Sunday, May 18, 2008


Here are some tips to reduce speech anxiety that I have gleaned from working with professional speakers over the last 24 years. Visualize your success at the lectern. 'When you visualize your success, you will be successful.' Arrive early and become familiar with the room in which you will give your presentation. Check the audio/visual equipment as needed. Greet your audience as they arrive in the room. Then the group will not feel like strangers to you. Practice, Practice, Practice your speech beforehand. Remember, it is about them, not you. So harness your nervousness and focus your enthusiasm, your attention, and your message on the audience.

The Coach is reminded . . . 'Those who fail to prepare are preparing to fail.'



At 1:23 PM, Blogger Terry said...


Thanks for the tips! Excuse my long-winded reply, but it seems in-line with your post.
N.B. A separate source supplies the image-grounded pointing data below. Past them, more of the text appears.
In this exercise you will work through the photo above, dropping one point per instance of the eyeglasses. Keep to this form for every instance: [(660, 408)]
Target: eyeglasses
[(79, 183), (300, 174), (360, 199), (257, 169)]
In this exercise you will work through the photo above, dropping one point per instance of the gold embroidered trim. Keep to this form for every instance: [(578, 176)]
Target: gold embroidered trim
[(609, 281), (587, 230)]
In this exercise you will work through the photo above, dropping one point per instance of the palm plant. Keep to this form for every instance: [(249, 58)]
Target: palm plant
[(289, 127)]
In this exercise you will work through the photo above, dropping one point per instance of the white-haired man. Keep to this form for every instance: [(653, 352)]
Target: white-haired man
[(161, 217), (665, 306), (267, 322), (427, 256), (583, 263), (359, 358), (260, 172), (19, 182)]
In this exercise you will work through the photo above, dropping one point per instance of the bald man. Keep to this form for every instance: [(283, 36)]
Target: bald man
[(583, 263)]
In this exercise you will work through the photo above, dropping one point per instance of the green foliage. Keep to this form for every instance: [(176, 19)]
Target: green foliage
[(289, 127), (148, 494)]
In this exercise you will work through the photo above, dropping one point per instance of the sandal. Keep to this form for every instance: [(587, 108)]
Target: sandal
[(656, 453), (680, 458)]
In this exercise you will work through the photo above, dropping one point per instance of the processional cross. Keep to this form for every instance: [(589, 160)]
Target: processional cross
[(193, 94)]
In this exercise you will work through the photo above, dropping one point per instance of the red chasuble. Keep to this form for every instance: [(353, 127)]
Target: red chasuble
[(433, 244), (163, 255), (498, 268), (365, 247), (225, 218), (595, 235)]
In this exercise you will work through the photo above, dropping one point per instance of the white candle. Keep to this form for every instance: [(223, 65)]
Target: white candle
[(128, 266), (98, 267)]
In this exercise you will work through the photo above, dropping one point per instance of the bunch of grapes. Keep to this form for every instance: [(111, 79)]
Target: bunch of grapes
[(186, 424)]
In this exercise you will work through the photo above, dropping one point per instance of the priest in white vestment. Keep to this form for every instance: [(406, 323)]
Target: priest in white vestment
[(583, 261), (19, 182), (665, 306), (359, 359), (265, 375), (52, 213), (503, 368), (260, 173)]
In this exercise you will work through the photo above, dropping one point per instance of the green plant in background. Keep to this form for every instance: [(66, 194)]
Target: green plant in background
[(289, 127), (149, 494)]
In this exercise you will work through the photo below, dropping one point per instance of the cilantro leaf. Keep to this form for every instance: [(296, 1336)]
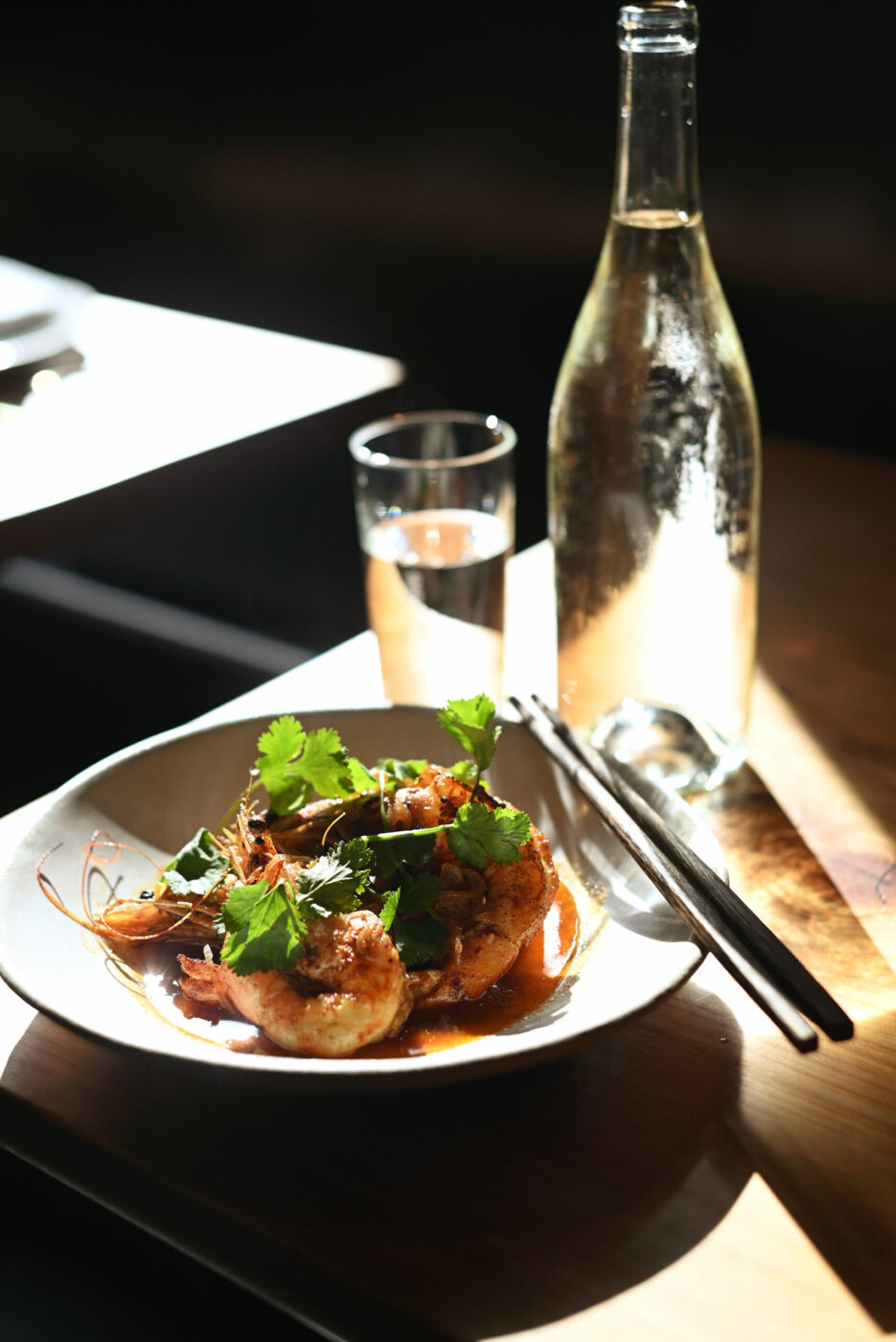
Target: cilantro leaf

Here are my 9 suggestions to feel more comfortable in front of an audience.

1. As the days and weeks lead up to your presentation, practice creative visualization. Fear stems from the unconscious repetitive thoughts and feelings about failing. The key to successful visualizations is simultaneously feeling positive emotions attached to images that you see. Imagine the room in which you will present. Feel the empowering sense that this could be your break-through moment. This could be when you reach to a higher level than you ever thought possible. Imagine yourself now in front of the audience facing them, looking calmly and intently into their faces. Take a big breath and feel relaxation welling-up within you. Imagine giving the EXACT kind of presentation you want – however that looks, sounds and feels to you. When you are done imagining yourself delivering your presentation, hear in your mind’s ear the enthusiastic applause of your audience. See faces that are pleased, moved and touched by what you’ve done. See others seeking you out, shaking your hand, congratulating you on your performance. For as long as possible, keep experiencing that feeling of triumphal success. Repeat this process as many times as possible.
2. About 5 – 10 minutes before your presentations, use this breathing technique: with your mouth closed, count out 4 seconds in your mind during each measured, controlled inhalation and exhalation through your nostrils. Then slow it down even further to a 6, 8, or 10 count. That will help to soothe your entire nervous system, slow your heart rate, and lower your blood pressure. You will feel much calmer, your thinking will be much more lucid, and you will be able to communicate your ideas much more clearly in moments of stress.
3. Start with a personal story. Stories help you get into the “zone” of presenting. You are intimately familiar with the material and it’s easy to be more animated with an energetic, expressive voice, movement and gestures when telling a story.
4. Many clients prefer conversation to “presentation.” If so, start with an interactive opening. Ask the audience a question, preferably an open-ended one (who, what, where, when, why, how). Call on them by name. Engage them by expressing genuine curiosity in their ideas and thoughts. Your scary and silent audience can be quickly transformed into an informal gathering, sharing their ideas and perspective.
5. Change your paradigm about the sensation you are labeling as fear or anxiety. Instead of labeling is as “fear,” think of it as energy, which you can channel into your presentation.
6. Strong movement, gestures and an expressive, energetic voice which will command more attention and project more confidence and charisma. 80 – 90% of the presenters that I observe do not expend enough energy. Hence, they come across as uninvolved, uninteresting, and unenthusiastic.
7. Sustain eye contact with individual members of your audience. You will project confidence and trustworthiness and your presentation will feel more like an informal conversation.
8. Get up in front of groups often. There is no substitute for experience. As the experience grows more familiar, your fears will lessen. You may eventually find that you relish the chance to present.
9. Don’t give up. As American writer and philosopher Ralph Waldo Emerson observed, “Once you make a decision, the universe conspires to make it happen.”